都部

ドラえもん のび太の太陽王伝説の都部のレビュー・感想・評価

3.4
ドラマとしては『王子ティオの成長物語』として、ユーモアとしては『現代と古代のカルチャーギャップコメディ』として、この一体となった二つの面白さを確保している本作は優等生さながらで、ドラえもん映画特有のSF的ガジェットの小粋な行使には欠けるものの概ね良好の味わい。

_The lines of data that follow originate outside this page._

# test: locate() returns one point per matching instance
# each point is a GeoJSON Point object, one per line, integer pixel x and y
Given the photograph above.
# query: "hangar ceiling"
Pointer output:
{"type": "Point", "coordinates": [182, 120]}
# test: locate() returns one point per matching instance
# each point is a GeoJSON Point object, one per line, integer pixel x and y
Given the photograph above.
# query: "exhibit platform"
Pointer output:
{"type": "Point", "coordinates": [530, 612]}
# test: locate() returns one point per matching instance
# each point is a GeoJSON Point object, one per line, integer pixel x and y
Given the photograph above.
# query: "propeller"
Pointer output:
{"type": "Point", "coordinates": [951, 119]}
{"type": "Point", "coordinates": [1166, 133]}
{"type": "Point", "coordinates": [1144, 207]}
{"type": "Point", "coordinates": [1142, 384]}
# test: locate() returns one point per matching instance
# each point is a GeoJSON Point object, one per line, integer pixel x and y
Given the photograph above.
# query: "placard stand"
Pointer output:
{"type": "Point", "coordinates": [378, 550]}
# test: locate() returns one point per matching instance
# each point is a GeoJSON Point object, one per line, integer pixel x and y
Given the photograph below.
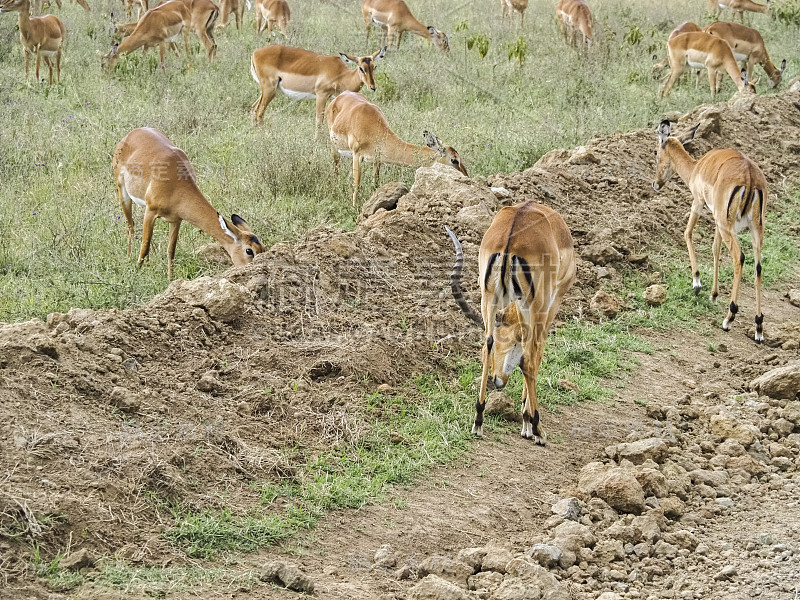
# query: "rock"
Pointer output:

尊大で傲慢な態度を取るティオこそが、この映画の主人公であると断言しても問題ないほどに物語は彼の内面的成長に寄っていて、のび太の母親とのユーモラスな掛け合いが病身の母に対する思慕に繋がるなど意味の持たせ方が丁寧だ。現代の車やテレビに驚くといった反応の数々や自分の価値観が通じない相手との接触が、イエスマンに持ち上げられた彼の性格の軟化に繋がる理屈も分かるし、マヤナ国の臣下の自分に対する陰口を聞いて眠りに着く母に弱音を吐いて縋るシークエンスは特に印象的。

それと比較するとのび太の物語は入れ替わり物の規範をただ熟すばかりで物足りなさがあって、本作の敵役の計画のイレギュラーとしてその状況が活きてくるのは痛快だが、旧ドラえもん映画の終盤の駆け足な決着を考えると無意味な期間がとにかく作品の大半を占めていてこちらはどうにも難色を示してしまう。ただ王子の性格を掘り下げることで、対比的に置かれるのび太の人間的魅力が浮き上がるという構図はなるほどという感じで、二人が肩を並べてサカディに挑むシーンはかなり良い。

生贄文化のひみつ道具による撤廃は、今だと現代的な価値観で異世界の遅れた文化を殴り付けるなろうっぽい雰囲気を感じてちょっと笑ってしまった。